Il calcio oltre le barriere. Che disegna sulla stessa mappa tifosi divisi da chilometri di filo spinato. Anzi, da due muraglie che si estendono da 35 anni tra San Diego, California, e Tijuana, in Messico. Quattordici miglia, 22 chilometri e mezzo tra i latinos che Donald Trump non vuole a casa sua – disprezzati e umiliati dalla decisione di portare a termine il muro che separa il Paese centroamericano dagli Stati uniti -, con la California separata dalla Baja California messicana. Poco oltre il confine scende in campo il Club Tijuana Xolos, prima divisione del campionato messicano. Con una storia che forse piacerebbe poco al presidente degli Stati uniti.

 

 

I tifosi del Xolos infatti sono sia americani che messicani, uniti dalla grande passione per il football. Qui non c’è spazio per episodi di intolleranza, sulle tribune siedono insieme. Anzi, oltre il 30% dei sostenitori del club messicano si trova a San Diego. E non c’è traccia di quel muro antropologico minacciato dal nuovo inquilino della Casa bianca. Per ora Tijuana è l’esatto opposto: è la terra di frontiera più trafficata al mondo. Un flusso ininterrotto di persone. Trenta milioni di auto registrate l’anno che sfrecciano alla frontiera. Tra cui molti dei calciatori del Club Tijuana che si allenano e giocano in Messico ma vivono negli Stati uniti, a pochi chilometri, compiendo il percorso inverso di migliaia di messicani diretti per lavoro a San Diego o nei dintorni.

 

 

Dai megafoni dello stadio del Club Tijuana, l’Estadio Caliente, arrivano messaggi sia in inglese che in spagnolo. E nel parcheggio dell’impianto oltre la metà delle targhe delle auto sono californiane. Tifosi che nel weekend tirano fuori il Suv dal garage e in 30 minuti – racconta in un reportage il New York Times – lasciano il territorio americano per mischiarsi ai muchachos. Una fotografia in scala ridotta di quel progetto – anzi, qualcosa in più – della Fifa e del soccer americano in vista del 2026: un’edizione congiunta dei Mondiali di calcio, inserendo nel pacchetto dei paesi organizzatori anche il Canada. E che ora, con Trump accomodato nella sala ovale, si è maledettamente complicato.

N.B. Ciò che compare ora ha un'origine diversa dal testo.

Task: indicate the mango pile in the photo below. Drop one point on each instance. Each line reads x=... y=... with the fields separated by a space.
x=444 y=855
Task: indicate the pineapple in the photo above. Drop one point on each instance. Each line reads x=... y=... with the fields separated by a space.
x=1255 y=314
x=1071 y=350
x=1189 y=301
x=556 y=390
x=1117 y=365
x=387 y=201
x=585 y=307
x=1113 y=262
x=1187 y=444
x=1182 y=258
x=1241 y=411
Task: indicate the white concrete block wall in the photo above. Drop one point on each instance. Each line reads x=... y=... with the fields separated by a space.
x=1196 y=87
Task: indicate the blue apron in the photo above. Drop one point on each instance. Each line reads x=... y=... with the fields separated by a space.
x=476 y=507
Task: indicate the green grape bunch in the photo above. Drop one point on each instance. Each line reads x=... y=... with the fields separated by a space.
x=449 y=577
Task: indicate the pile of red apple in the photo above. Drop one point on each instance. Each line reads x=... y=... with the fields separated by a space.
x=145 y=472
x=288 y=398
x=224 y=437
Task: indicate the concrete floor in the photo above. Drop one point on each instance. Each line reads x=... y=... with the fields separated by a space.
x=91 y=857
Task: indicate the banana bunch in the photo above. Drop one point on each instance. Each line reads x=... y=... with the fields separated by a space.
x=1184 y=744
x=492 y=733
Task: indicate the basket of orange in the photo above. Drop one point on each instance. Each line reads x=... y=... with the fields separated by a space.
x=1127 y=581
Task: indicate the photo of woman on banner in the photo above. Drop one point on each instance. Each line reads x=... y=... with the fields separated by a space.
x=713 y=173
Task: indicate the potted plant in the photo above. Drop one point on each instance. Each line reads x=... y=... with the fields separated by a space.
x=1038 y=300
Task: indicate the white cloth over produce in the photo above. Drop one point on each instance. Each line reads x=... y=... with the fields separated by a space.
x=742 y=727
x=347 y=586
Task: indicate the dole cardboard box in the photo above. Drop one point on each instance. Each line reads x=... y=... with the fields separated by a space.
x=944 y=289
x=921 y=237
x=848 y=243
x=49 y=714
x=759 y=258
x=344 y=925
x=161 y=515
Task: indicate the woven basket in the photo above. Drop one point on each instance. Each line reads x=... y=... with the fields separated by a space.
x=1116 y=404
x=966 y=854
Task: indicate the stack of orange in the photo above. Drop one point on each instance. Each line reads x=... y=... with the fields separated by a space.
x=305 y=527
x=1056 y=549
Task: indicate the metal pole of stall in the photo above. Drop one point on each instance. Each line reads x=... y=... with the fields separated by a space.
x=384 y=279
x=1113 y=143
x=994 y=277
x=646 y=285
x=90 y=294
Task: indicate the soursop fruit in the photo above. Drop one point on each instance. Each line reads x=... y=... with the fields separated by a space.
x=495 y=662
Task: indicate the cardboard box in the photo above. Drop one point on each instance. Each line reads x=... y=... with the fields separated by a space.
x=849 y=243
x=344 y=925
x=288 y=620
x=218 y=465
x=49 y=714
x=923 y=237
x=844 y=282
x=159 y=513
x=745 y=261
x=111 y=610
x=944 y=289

Anche il rituale prepartita dei Xolos è una storia di confine capace di acce assieme due diverse visioni del mondo.

 

 

Capannelli di tifosi intorno ai barbecue, tra carne piccante, birra, liturgia messicana prima del fischio d’inizio. Ma negli ultimi anni è stato trapiantato il seme dello show business dello sport a stelle e strisce, con l’esibizione prima delle gare delle cheerleader. A poca distanza dai Suv arrivati dalla California e da altre zone del Messico per la partita, sventolano tre bandiere: quella della Tricolor, quella statunitense e dei Xolos, nera. Integrazione? Sì, anche questa è integrazione. Anche se fino a dieci anni fa il soccer a Tijuana era utopia quasi quanto potesse apparire un anno fa l’elezione di Trump e la folle idea del muro. E poco oltre la frontiera c’era spazio quasi solo per la Nfl, il football primo sport nazionale negli Stati uniti e invidiato dai messicani. Poi Tijuana ha cominciato a bruciare di passione per il calcio con i Xolos.

 

 

Certo, la vicenda del Tijuana non è solo rose e fiori. La città è anche casa di violenza, di malaffare. E il patron della squadra, Jorge Alberto Hank Inzunsa (e come lui il padre Jorge Rank Rhon, fondatore del club) risulta personaggio controverso, il cui business è legato ai casinò. E il gioco d’azzardo è un business che richiama anche più del soccer oltre il confine con la California. Mentre i rapporti istituzionali tra San Diego e Tijuana sono buoni, anzi ottimi. A San Diego la Major Soccer League non è ancora arrivata. E il Club Tijuana, il club di frontiera, piace sempre più negli Stati Uniti. Ma non ditelo a Trump.